Когда стрельцы расчистили впереди телеги скучившиеся вдоль дороги толпы народа, то невдалеке показался отряд всадников в высоких, с вылетами из красного сукна, курпейчатых шапках, с пиками в руках и винтовками и стрелами за плечами. И они также конвоировали телегу; только их телега была не пустая: в ней сидели рядом два человека, скованные по рукам и по ногам и, сверх того, прикованные толстыми цепями к краям телеги. Они были похожи друг на друга, как два родные брата, только у старшего, более плечистого и в окладистой бороде с яркою проседью, глаза были невиданные: они, казалось, не были ни свирепы, ни дерзки, но необыкновенно спокойны, а между тем, когда они глядели на человека, то человек невольно пятился от них, а собаки от взгляда этих глаз визжали, как от неожиданного удара палкой. На нём было богатое, с золотым шитьём, платье, хотя пообтёртое цепями, а местами запачканное. Другой был одет проще.

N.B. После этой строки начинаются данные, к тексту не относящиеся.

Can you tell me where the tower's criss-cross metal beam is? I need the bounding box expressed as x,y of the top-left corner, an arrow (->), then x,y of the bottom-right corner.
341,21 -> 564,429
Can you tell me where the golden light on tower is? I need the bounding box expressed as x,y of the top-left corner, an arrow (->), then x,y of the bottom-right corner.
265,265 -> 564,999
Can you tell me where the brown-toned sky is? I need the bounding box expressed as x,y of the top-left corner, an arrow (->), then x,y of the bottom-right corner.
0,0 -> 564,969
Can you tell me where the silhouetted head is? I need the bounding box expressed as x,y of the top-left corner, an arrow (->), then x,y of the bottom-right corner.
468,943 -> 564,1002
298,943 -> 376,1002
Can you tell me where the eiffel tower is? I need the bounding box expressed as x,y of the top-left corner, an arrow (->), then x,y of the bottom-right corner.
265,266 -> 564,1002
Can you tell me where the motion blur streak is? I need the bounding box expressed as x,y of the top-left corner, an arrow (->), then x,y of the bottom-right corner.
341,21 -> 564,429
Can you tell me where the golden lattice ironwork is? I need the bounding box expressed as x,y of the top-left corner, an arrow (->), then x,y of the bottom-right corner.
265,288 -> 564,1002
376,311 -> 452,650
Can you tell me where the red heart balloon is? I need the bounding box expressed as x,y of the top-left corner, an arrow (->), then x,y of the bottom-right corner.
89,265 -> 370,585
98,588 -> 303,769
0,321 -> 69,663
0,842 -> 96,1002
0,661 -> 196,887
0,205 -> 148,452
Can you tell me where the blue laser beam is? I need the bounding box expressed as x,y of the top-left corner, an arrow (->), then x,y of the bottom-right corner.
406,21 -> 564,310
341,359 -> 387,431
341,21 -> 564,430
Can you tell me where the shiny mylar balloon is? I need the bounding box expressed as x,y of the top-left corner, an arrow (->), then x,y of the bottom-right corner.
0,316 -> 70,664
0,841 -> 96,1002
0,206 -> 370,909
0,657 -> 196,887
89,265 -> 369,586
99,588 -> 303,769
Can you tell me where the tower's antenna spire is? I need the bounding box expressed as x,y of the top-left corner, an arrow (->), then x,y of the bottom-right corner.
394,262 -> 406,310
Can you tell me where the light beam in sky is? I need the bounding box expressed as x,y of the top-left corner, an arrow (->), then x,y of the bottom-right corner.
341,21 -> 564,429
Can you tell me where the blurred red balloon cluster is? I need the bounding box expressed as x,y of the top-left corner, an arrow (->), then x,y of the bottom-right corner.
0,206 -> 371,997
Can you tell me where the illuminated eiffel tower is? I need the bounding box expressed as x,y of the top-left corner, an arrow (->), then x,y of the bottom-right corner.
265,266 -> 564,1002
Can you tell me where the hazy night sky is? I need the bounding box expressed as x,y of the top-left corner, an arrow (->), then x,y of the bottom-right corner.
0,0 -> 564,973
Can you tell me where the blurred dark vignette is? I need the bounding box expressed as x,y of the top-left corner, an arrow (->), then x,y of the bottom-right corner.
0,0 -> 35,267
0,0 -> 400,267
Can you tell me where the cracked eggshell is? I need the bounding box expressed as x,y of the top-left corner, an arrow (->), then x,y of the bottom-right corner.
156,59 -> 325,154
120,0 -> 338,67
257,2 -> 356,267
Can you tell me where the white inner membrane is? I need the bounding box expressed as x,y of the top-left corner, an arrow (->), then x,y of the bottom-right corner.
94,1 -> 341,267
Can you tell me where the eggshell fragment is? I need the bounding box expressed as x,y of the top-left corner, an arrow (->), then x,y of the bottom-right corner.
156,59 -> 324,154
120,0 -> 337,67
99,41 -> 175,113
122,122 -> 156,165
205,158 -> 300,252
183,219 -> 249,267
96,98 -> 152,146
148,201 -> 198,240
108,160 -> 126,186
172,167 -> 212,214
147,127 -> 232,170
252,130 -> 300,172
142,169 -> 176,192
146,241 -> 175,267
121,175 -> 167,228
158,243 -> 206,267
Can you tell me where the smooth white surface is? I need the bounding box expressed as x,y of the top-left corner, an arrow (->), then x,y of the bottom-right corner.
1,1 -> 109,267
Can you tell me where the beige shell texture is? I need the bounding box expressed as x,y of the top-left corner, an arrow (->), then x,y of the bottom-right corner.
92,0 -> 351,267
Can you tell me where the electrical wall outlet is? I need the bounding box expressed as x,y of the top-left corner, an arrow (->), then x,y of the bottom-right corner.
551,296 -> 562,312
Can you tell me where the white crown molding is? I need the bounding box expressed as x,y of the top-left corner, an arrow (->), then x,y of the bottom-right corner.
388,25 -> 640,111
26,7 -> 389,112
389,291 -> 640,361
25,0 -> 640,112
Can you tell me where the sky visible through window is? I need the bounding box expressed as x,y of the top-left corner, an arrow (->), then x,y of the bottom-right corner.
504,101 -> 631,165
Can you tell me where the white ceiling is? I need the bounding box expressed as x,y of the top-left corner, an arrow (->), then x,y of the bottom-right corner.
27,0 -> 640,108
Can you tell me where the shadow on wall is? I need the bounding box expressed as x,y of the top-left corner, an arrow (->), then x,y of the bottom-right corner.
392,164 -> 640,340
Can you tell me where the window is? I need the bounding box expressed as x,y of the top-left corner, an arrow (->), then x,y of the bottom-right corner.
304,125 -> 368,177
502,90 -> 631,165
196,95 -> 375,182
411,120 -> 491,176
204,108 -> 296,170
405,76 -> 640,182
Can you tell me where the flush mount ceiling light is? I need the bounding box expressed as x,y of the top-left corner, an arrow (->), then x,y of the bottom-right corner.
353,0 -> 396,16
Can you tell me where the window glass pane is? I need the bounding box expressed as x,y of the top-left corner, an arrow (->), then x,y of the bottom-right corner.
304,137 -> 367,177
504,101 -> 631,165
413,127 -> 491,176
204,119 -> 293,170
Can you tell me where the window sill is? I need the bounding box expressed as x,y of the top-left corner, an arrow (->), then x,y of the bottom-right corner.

Обе телеги остановились одна против другой. Стрелецкий сотник подошёл к сопровождавшему вторую телегу богато одетому казацкому атаману и проговорил:
— По указу великого государя, вору, злодею и изменнику Стеньке прислана позорная колесница, на чём ему, вору Стеньке, в Москву въехать.
Он глянул на сидевших в телеге арестантов и с дрожью попятился назад. Он узнал ужасные глаза: это были те глаза, глаза неведомого казака, которого он, Ондрейко Поджабрин, шесть или семь лет тому назад видел выходившим из кельи Никона патриарха в Воскресенском монастыре, «буркалы», ещё и тогда необыкновенно поразившие Ондрейку. Как будто огонь прошёл по нём и холод разом, и волосы под шапкой зашевелились. «Так вот кто это был у Никона… вот с кем этот еретик водился… Так вот откуда и три персты!» Эти мысли ожгли Ондрейку, он растерялся.